The search of defendant’s car in the present case, however, cannot be justified as a “stop and frisk” search. The police officer had no reason to believe that the defendant or his passenger was armed or dangerous.3 Moreover, the officer did not merely frisk the defendant’s outer garments. He returned to the car and reached beneath the seat in order to discover the marijuana.
It is true that automobiles are accorded less protection against warrantless searches than homes or offices. South Dakota v. Opperman, 428 U.S. 364, 96 S.Ct. 3092, 49 L.Ed.2d 1000 (1976); Chambers v. Maroney, 399 U.S. 42, 90 S.Ct. 1975, 26 L.Ed.2d 419 (1970); Carroll v. United States, 267 U.S. 132, 45 S.Ct. 280, 69 L.Ed. 543 (1925). However, it is also true that “[t]he word ‘automobile’ is not a talisman in whose presence the Fourth Amendment fades away and disappears.” Coolidge v. New Hampshire, 403 U.S. 443, 461, 91 S.Ct. 2022, 2035, 29 L.Ed.2d 564, 580 (1971). We conclude that the search of defendant’s car in the present case violated the Fourth Amendment to the United States Constitution and Article I, § 5 of the Louisiana Constitution.
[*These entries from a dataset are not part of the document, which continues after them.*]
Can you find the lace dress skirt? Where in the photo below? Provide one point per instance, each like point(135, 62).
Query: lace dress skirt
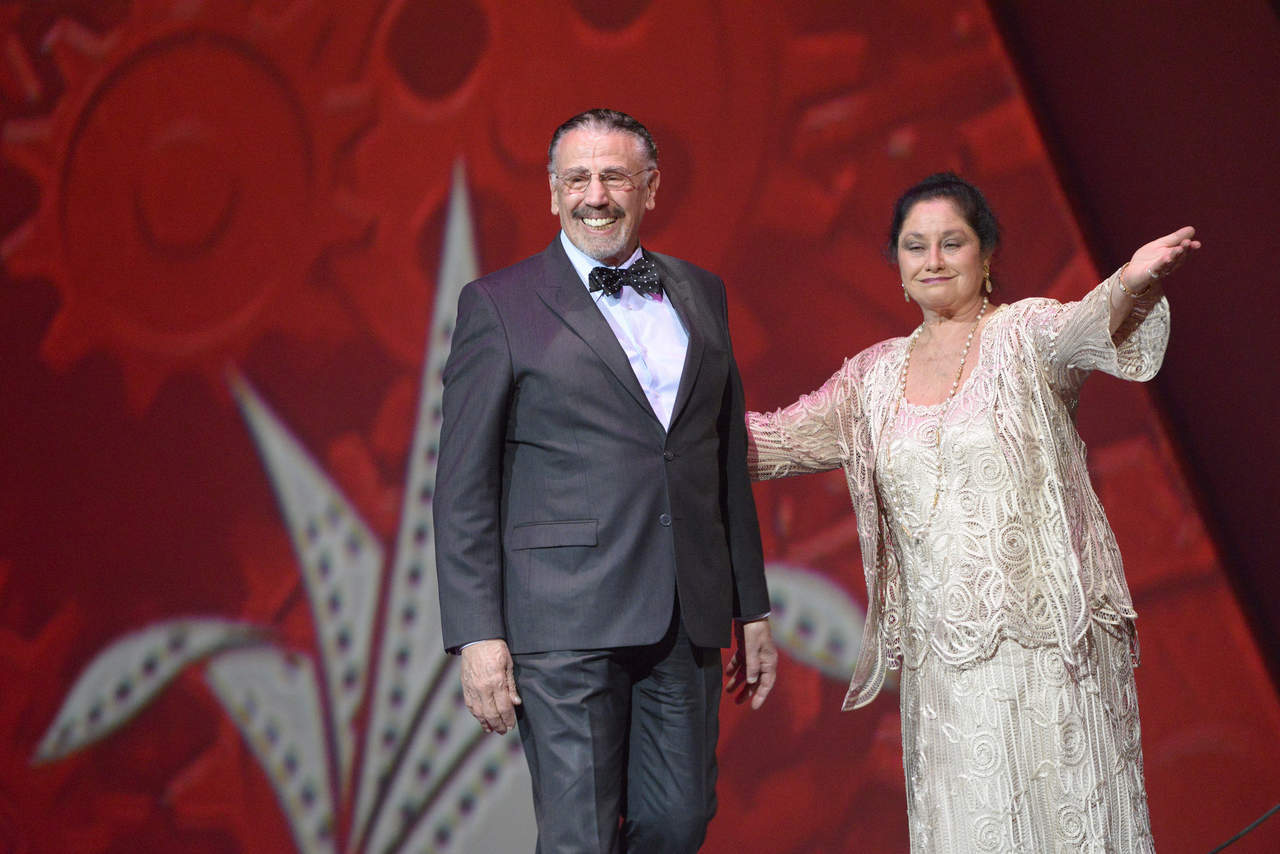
point(1008, 747)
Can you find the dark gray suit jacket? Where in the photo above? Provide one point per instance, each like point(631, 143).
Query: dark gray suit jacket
point(566, 516)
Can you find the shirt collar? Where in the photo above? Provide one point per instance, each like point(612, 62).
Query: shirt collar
point(584, 263)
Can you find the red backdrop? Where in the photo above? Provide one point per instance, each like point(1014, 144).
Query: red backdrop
point(195, 191)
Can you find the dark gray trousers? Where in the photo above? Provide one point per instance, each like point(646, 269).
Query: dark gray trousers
point(621, 745)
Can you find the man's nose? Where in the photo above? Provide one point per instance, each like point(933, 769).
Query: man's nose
point(595, 193)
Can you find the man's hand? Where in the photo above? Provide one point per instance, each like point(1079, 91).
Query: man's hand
point(489, 685)
point(754, 665)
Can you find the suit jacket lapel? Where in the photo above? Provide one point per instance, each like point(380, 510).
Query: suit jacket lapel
point(691, 314)
point(563, 293)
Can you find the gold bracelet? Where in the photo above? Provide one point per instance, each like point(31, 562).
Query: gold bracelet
point(1124, 290)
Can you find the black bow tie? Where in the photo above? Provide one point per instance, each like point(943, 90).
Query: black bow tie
point(641, 275)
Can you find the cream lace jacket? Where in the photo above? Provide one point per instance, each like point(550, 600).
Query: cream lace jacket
point(1056, 565)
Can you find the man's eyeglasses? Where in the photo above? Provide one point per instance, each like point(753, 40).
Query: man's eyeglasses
point(613, 181)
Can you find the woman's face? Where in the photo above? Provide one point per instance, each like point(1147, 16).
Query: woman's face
point(940, 256)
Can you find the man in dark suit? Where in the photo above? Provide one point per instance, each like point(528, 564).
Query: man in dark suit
point(597, 540)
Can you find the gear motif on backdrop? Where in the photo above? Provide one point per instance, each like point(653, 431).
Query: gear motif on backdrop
point(179, 222)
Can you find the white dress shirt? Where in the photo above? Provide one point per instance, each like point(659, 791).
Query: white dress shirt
point(648, 328)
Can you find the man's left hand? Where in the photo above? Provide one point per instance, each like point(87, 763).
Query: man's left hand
point(754, 665)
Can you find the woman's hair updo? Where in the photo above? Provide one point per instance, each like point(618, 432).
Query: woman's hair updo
point(967, 199)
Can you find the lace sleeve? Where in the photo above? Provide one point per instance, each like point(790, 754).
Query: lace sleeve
point(1073, 338)
point(808, 435)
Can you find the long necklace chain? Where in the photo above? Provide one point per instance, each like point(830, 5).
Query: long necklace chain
point(895, 498)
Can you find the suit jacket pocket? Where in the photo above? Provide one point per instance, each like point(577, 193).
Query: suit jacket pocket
point(579, 531)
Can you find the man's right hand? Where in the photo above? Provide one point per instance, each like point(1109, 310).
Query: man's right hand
point(489, 685)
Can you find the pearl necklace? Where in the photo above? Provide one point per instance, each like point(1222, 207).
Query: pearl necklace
point(892, 492)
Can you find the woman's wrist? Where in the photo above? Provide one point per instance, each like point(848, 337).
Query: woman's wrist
point(1132, 295)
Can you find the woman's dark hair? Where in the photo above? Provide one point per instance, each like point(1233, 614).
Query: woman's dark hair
point(967, 199)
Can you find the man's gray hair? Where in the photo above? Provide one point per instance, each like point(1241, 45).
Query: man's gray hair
point(603, 119)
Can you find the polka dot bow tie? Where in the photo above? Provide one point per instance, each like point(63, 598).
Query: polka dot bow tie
point(641, 275)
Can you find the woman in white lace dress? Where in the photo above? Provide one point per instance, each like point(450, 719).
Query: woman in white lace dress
point(993, 579)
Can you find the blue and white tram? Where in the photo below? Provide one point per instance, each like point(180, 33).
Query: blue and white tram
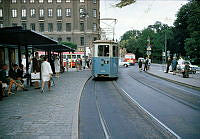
point(105, 59)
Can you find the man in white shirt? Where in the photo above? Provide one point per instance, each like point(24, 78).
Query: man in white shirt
point(46, 73)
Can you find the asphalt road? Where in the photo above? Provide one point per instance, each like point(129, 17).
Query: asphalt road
point(176, 106)
point(104, 113)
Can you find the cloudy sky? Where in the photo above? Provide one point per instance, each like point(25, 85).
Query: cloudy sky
point(140, 14)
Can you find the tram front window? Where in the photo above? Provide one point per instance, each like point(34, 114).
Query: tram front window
point(103, 50)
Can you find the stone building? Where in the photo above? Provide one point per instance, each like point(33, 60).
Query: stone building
point(74, 21)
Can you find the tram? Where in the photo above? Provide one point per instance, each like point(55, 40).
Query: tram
point(105, 59)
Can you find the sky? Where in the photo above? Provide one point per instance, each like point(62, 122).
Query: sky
point(138, 15)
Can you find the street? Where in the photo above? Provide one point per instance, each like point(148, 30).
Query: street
point(106, 113)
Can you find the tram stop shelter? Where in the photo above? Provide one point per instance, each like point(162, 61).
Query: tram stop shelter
point(20, 39)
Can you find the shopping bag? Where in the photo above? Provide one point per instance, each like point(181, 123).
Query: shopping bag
point(35, 76)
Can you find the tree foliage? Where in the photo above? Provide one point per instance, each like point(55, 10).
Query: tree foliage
point(136, 41)
point(183, 39)
point(70, 44)
point(187, 30)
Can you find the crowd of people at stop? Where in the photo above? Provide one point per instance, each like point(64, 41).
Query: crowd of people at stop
point(14, 77)
point(40, 70)
point(146, 64)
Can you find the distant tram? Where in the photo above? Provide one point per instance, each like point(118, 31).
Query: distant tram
point(105, 59)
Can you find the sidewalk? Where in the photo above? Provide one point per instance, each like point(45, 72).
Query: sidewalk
point(50, 115)
point(158, 70)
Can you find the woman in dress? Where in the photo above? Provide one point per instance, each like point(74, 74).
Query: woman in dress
point(46, 73)
point(57, 66)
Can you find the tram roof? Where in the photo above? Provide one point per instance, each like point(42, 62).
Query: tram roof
point(105, 41)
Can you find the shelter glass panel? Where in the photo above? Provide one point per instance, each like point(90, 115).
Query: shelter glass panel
point(103, 50)
point(115, 51)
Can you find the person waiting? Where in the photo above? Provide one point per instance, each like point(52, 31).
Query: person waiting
point(13, 75)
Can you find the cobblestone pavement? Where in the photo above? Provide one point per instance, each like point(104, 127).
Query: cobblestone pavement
point(158, 70)
point(51, 115)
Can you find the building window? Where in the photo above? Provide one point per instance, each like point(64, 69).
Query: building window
point(68, 27)
point(32, 26)
point(50, 27)
point(81, 26)
point(59, 39)
point(24, 25)
point(59, 27)
point(41, 27)
point(94, 1)
point(94, 13)
point(59, 12)
point(32, 1)
point(14, 24)
point(41, 1)
point(23, 12)
point(23, 1)
point(32, 12)
point(68, 39)
point(14, 12)
point(41, 12)
point(14, 1)
point(82, 41)
point(68, 12)
point(94, 27)
point(1, 12)
point(50, 12)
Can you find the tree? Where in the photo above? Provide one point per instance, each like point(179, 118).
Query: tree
point(70, 44)
point(187, 30)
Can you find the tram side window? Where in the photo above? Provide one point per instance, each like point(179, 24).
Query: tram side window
point(73, 56)
point(103, 50)
point(115, 51)
point(68, 56)
point(78, 56)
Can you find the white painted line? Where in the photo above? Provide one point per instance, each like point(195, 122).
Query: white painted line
point(135, 102)
point(103, 124)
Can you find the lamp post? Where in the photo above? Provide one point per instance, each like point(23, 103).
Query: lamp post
point(84, 15)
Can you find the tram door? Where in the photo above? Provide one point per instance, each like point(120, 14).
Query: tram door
point(103, 59)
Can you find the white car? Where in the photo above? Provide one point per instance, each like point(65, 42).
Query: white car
point(122, 63)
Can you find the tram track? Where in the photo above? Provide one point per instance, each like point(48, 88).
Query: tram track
point(185, 98)
point(116, 111)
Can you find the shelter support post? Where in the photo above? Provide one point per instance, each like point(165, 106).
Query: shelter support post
point(19, 55)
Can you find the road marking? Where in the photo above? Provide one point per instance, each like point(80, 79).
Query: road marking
point(148, 113)
point(102, 120)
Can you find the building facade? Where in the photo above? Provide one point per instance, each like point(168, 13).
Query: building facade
point(75, 21)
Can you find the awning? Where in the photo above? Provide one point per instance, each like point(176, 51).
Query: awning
point(55, 48)
point(20, 36)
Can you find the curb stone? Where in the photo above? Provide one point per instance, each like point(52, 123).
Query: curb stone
point(75, 125)
point(176, 82)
The trial court erred in overruling the defendant’s motion to suppress the marijuana seized from his vehicle on June 11, 1977. Accordingly, the judgment of the trial court is reversed, and the motion to suppress is granted. The case is remanded for further proceedings not inconsistent with the views expressed herein.
SUMMERS, J., dissents.
SANDERS, C. J., and MARCUS, J., dissent and assign reasons.